Sang “Irian Lady”: Kontribusi Pembebasan Irian Barat dari Belanda
Bersama dengan para pejuang lain dalam Biro Irian, Supeni dan kawan-kawan berhasil menempatkan Irian Barat ke dalam bagian NKRI secara de facto. Setelah sebelumnya, Irian Barat menjadi daerah yang tetap dipertahankan Belanda setelah berlangsungnya Konferensi Meja Bundar pada 23 Agustus–2 November 1949. Artinya, walau Belanda mengakui kedaulatan Indonesia, namun enggan melepaskan Irian Barat.
Ketegangan ini pun berlangsung bertahun-tahun lamanya. Badan perdamaian sekelas PBB tak mampu berbuat banyak, yang justru membuat keadaan semakin carut-marut. Namun, melalui KAA, Supeni berupaya melobi negara-negara anggota yang bernasib serupa. Gagasan Supeni “The Asian-African Conference Support the Position of Indonesia on West Irian” diterima baik dan berbuah manis dengan dukungan terhadap Indonesia.

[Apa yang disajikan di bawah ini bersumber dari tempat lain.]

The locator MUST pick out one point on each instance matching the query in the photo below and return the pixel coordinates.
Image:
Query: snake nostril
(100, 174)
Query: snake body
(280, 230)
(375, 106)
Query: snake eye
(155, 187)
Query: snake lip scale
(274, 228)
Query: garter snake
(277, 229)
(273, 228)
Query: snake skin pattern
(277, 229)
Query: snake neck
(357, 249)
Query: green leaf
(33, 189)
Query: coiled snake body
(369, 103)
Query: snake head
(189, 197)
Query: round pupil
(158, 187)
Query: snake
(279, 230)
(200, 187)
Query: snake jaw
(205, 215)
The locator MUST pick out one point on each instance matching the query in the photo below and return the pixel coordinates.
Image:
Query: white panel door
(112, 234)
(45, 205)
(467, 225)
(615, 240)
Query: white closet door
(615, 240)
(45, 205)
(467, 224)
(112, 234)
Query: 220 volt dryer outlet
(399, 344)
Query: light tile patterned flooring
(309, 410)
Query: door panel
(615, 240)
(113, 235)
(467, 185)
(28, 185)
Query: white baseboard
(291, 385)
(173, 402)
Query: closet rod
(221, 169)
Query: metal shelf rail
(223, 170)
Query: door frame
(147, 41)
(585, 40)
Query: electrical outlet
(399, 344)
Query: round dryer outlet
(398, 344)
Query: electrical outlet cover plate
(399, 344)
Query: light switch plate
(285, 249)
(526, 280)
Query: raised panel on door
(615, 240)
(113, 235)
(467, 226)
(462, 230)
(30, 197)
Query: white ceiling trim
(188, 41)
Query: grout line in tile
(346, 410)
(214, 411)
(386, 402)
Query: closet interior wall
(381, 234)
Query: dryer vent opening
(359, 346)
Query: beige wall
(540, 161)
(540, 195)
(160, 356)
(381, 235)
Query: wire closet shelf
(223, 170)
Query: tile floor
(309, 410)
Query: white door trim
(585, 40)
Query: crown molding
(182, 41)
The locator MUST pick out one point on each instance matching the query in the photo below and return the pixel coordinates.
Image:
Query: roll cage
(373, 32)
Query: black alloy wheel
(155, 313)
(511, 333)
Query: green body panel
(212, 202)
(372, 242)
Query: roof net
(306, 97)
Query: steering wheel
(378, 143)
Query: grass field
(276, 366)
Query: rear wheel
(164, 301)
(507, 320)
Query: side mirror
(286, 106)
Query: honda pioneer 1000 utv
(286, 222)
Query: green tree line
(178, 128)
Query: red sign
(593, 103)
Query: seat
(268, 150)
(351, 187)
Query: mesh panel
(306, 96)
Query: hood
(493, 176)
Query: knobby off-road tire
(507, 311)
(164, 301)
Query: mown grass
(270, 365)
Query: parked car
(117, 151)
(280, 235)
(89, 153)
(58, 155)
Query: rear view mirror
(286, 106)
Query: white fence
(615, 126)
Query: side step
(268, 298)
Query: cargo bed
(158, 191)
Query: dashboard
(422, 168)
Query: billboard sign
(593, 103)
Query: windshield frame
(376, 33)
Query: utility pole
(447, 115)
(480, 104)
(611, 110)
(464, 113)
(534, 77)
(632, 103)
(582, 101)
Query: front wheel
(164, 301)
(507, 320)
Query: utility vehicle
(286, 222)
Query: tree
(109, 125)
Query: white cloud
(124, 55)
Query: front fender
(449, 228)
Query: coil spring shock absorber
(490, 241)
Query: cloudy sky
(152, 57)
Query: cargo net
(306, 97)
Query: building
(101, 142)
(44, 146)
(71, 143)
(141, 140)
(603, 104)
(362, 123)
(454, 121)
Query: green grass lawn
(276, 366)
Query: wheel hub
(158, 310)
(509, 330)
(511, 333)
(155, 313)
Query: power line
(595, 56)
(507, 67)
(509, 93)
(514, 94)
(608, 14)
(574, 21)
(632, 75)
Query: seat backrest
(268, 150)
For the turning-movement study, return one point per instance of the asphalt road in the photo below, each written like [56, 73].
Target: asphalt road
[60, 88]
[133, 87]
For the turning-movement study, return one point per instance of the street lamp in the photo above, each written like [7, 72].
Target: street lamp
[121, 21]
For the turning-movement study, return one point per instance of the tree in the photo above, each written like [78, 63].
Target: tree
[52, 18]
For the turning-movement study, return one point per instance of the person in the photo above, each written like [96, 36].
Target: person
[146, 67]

Perempuan hebat ini juga melobi berbagai forum, seperti Konferensi Uni antar Parlemen di London dan Brazil serta Asia-Pacific Relations Conference di Lahore. Saat Operasi Trikora diluncurkan Soekarno, Supeni dikirim ke Filipina untuk menemui Wakil Presiden Emmanuel Pelaez guna mencegah potensi intervensi Amerika Serikat. Berkat diplomasi cerdasnya, Pelaez menyatakan dukungan kepada Indonesia. Upaya ini turut berkontribusi pada kembalinya Irian Barat ke pangkuan Ibu Pertiwi pada 1 Mei 1963.
Baca juga: Hari Ini dan Esok Mengenang Kartini di Luar Balutan Politik Kebaya ala Orde Baru
Menghadirkan Narasi Perempuan melalui Supeni
Namun, Supeni bukanlah satu-satunya perempuan yang bergerak dalam bidang politik di masa itu. Terdapat pula andil dari perempuan lainnya, seperti Maria Ulfah, Laili Roesad, ataupun Fransisca Fanggidaej. Meski begitu, melalui Supenilah saya dapat menambah wawasan mengenai tokoh perempuan yang berkiprah di ruang publik, mengingat perempuan yang selalu dikaitkan dengan dapur, sumur, kasur.

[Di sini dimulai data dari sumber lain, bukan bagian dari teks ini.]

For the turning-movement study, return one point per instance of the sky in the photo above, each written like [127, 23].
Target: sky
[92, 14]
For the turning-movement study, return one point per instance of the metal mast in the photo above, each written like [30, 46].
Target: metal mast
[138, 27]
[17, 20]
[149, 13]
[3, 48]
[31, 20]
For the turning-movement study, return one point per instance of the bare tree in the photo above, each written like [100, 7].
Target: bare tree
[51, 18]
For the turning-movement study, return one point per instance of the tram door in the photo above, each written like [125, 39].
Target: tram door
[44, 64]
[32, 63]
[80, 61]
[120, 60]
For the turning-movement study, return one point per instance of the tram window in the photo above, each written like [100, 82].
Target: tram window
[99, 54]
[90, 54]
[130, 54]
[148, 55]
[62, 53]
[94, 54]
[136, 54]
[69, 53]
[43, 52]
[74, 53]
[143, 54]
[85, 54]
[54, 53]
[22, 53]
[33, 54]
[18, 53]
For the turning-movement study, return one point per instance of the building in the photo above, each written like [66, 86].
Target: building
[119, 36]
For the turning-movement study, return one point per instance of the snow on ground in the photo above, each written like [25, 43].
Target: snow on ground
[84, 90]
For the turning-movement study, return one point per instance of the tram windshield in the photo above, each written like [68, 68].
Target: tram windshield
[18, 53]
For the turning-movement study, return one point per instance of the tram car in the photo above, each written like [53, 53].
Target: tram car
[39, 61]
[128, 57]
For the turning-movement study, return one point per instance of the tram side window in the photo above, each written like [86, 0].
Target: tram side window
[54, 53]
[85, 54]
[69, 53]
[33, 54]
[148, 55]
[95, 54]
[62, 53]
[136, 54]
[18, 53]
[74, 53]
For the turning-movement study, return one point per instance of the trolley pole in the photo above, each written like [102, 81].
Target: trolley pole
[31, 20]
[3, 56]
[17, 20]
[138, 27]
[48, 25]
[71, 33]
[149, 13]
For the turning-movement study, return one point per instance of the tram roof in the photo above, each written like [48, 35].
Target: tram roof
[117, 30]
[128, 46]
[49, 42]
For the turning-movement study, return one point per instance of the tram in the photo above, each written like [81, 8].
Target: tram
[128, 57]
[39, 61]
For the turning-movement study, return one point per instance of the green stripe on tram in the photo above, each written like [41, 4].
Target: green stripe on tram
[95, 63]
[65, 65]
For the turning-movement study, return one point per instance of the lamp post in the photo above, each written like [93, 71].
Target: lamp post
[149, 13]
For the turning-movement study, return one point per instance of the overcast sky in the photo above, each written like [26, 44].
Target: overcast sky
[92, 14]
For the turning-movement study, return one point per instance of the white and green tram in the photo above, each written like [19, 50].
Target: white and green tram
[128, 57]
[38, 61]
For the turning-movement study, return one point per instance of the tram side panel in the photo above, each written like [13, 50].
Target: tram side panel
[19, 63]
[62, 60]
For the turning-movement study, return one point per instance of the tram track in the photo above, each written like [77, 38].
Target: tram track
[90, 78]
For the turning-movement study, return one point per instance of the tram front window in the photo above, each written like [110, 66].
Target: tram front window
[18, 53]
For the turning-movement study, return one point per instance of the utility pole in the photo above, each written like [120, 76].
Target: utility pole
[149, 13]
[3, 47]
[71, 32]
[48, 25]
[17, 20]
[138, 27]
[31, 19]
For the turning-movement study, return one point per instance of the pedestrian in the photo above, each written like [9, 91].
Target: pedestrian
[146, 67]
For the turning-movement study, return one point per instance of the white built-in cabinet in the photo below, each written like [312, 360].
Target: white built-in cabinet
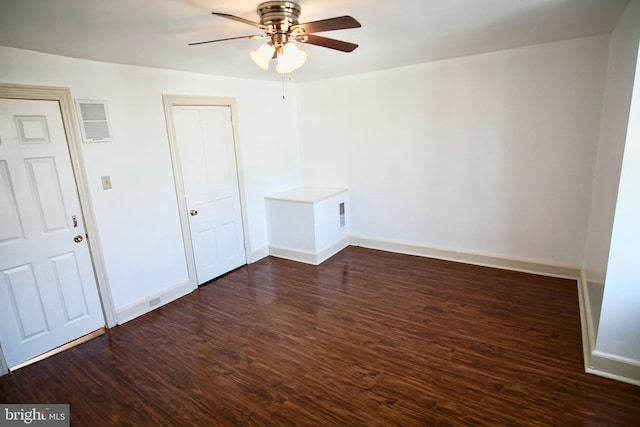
[308, 224]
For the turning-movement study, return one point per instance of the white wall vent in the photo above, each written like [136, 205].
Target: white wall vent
[94, 120]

Sosok Supeni juga mengantarkan saya membaca ulang perjuangan para perempuan yang tidak tercatat dalam sejarah resmi. Pengenalan sosok ini menjadi sarana penulisan narasi sejarah yang lebih inklusif. Sosok Supeni menantang dikotomi antara ruang domestik dan ruang publik yang selama ini membatasi perempuan. Karena, ia menjalani kehidupan sebagai anak, istri, dan ibu, sekaligus menjalankan amanah negara sebagai Duta Besar Keliling.

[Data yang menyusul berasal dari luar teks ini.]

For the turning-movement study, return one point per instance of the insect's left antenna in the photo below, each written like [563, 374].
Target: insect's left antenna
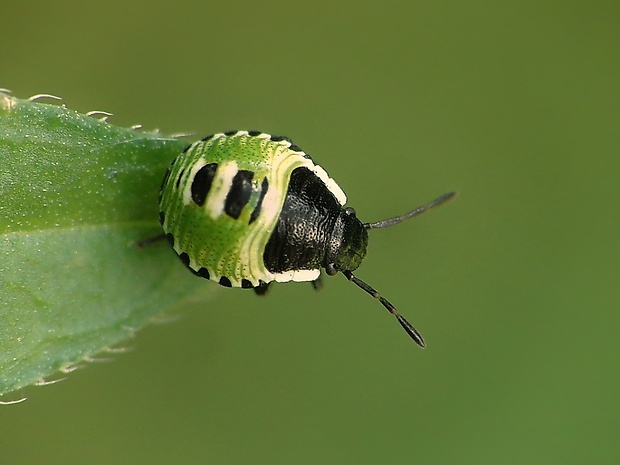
[408, 327]
[415, 212]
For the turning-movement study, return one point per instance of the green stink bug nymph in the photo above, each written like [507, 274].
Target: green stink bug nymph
[245, 209]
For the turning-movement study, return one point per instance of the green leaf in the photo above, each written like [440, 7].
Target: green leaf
[76, 196]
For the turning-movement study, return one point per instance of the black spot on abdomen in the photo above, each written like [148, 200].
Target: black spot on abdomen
[201, 184]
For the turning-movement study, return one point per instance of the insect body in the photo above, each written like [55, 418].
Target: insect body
[245, 209]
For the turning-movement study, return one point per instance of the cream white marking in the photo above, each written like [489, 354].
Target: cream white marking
[296, 275]
[331, 185]
[187, 190]
[220, 187]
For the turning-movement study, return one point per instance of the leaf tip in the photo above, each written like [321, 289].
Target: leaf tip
[7, 102]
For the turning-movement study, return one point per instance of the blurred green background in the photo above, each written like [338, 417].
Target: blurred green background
[514, 284]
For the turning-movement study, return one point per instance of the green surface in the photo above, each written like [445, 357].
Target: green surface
[513, 285]
[78, 195]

Berbalut kebaya dan konde, Supeni berlenggang sebagai perempuan yang anggun namun tetap tegas terhadap pendiriannya. Supeni benar-benar membuktikan bahwa perempuan dapat menjadi siapa pun dan apa pun sesuai dengan cita-citanya. Relasi yang ia bangun dengan Soekarno menggambarkan harmonisasi dua tokoh yang saling menghormati pandangan satu sama lain. Karena keduanya saling bertukar pikiran sebagai mitra sejajar yang dihargai pemikirannya.
Narasi perempuan lewat Supeni ini berusaha dihadirkan untuk menuliskan sejarah perempuan sebagaimana mestinya; sebagai subjek aktif dalam perjalanan bangsa. Melalui berbagai peran dan kiprahnya, Supeni memberi pesan kuat bahwa perempuan dan laki-laki memiliki potensi yang setara untuk berkontribusi, baik di ranah domestik maupun publik. Keduanya memiliki hak dan tanggung jawab yang sama untuk memilih dan dipilih, serta bersuara dan didengar.